Tricky Little Bug

I've been working on a very tricky little bug in a C++ server that has been pestering me for literally months. For the longest time I was convinced that the bug was not in my code, but was, in fact, in the linux kernel and it's handling of socket I/O. It was a compelling argument, and I'm not convinced yet that the kernel isn't making matters worse, but that's for later.

The problem manifested itself as this: one server process on a machine and five machines each with eight calculation processes all talking to the server process on the on 'main' machine. Things would be fine for a long time... then for no apparent reason, one of the calculation machines would have all it's calculation processes (all eight of them) stop communicating with the server process. Since each calculation process (32 in total) each connected to the server process, it seemed very unlikely that one of the calculation processes was effecting the others on the box. The Red Hat engineer agreed with me, as the processes were independent processes, and the only thing shared would be some part of the kernel on that box.

So I did a lot of debugging in the different processes, and it appeared that the problem was finally in the poll() method on the main machine. Everything pointed to this - but I had to back up a bit and then take a hard look at what I was doing and the assumptions I'd made to come to this point. Because I had the feeling that there was no way it was in poll().

What I started looking at was the possibility that it was not the discrete method calls, but that it was in the implied asynchronous functioning of the socket I/O. For example, the data was getting sent from the calculation process to the server process, but it was being done buffered. While it appeared that the write and read operations were completing, the write was really writing to a buffer, and that buffer would be sent when the kernel got around to it. Likewise, the read would be when sufficient data was received to let the kernel pass it to the process. So it might be possible for there to be a disconnect on the writing and reading.

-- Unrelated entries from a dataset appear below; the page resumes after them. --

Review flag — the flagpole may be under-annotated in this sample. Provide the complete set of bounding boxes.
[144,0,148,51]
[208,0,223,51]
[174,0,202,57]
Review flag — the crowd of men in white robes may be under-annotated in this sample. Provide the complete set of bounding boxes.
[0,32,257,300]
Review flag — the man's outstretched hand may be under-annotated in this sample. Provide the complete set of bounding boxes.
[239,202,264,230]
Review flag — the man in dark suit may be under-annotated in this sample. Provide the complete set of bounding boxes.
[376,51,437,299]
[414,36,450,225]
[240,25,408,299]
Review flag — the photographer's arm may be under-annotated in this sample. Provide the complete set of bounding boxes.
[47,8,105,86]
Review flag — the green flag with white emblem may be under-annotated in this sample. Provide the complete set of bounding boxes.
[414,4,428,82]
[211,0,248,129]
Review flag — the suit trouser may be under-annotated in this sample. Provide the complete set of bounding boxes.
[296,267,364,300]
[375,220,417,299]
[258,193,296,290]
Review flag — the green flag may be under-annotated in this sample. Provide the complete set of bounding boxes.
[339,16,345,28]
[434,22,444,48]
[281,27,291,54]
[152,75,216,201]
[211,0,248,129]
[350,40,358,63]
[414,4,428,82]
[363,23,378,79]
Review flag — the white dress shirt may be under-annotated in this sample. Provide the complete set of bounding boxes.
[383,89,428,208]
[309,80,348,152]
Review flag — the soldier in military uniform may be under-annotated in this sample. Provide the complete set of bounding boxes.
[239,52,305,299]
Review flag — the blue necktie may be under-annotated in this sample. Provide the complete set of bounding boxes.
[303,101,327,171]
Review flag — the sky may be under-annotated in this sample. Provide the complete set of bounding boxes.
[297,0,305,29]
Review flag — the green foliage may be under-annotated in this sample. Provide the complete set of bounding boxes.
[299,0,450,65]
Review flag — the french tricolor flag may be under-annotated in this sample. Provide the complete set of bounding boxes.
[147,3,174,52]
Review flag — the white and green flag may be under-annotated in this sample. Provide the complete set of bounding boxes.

I started looking at the serialization code and ran into the following code for serializing a vector of pointers:

    template< class T >
    void writePointers( Writer & aWriter, tList<T *> & aList )
    {
        aWriter << aList.length();
        tIterator<T *> lIterator = aList.begin();
        while (lIterator.hasNext()) {
            aWriter << *lIterator.getNext();
        }
    }

with a similar method for reading them in on the other end:

    template< class T >
    void readPointers( Reader & aReader, tList<T *> & aList )
    {
        aList.clear();
        int  lLength = 0;
        aReader >> lLength;
        for (int i = 0; i < lLength; i++) {
            T  *lNew = new T;
            aReader >> *lNew;
            aList.addBack(lNew);
        }
    }

so, in theory, we write the size and then each element, and the reader gets that size and then reads in that number. Pretty simple. Problem was, when I looked at it in light of the buffered socket I/O I realized that if the size changed after the writing of the size, then we were in trouble. Also, what about NULLs?

So, the change I made was to tag each element before transferring it. Basically, a handshaking was done within the list process - a code said "Hey, I'm sending a NULL", and that could be delt with by the receiver. Another code would be "Hey, here comes a good one", and a final code said "Hey, no more to send", and with this, I didn't have to send the size first, I could let the size be determined by the contents and not the size before the iterating.

So far, this has gotten rid of these stalls in the calculation processes. It's all about defensive programming. Assuming things really get us all into trouble.

UPDATE: unfortunately, it only took a few days and this bug popped up again. While I am happy with the change I made, it wasn't the core of the issue. Crud. Now I'm back to trying to find out why the communication is getting messed up.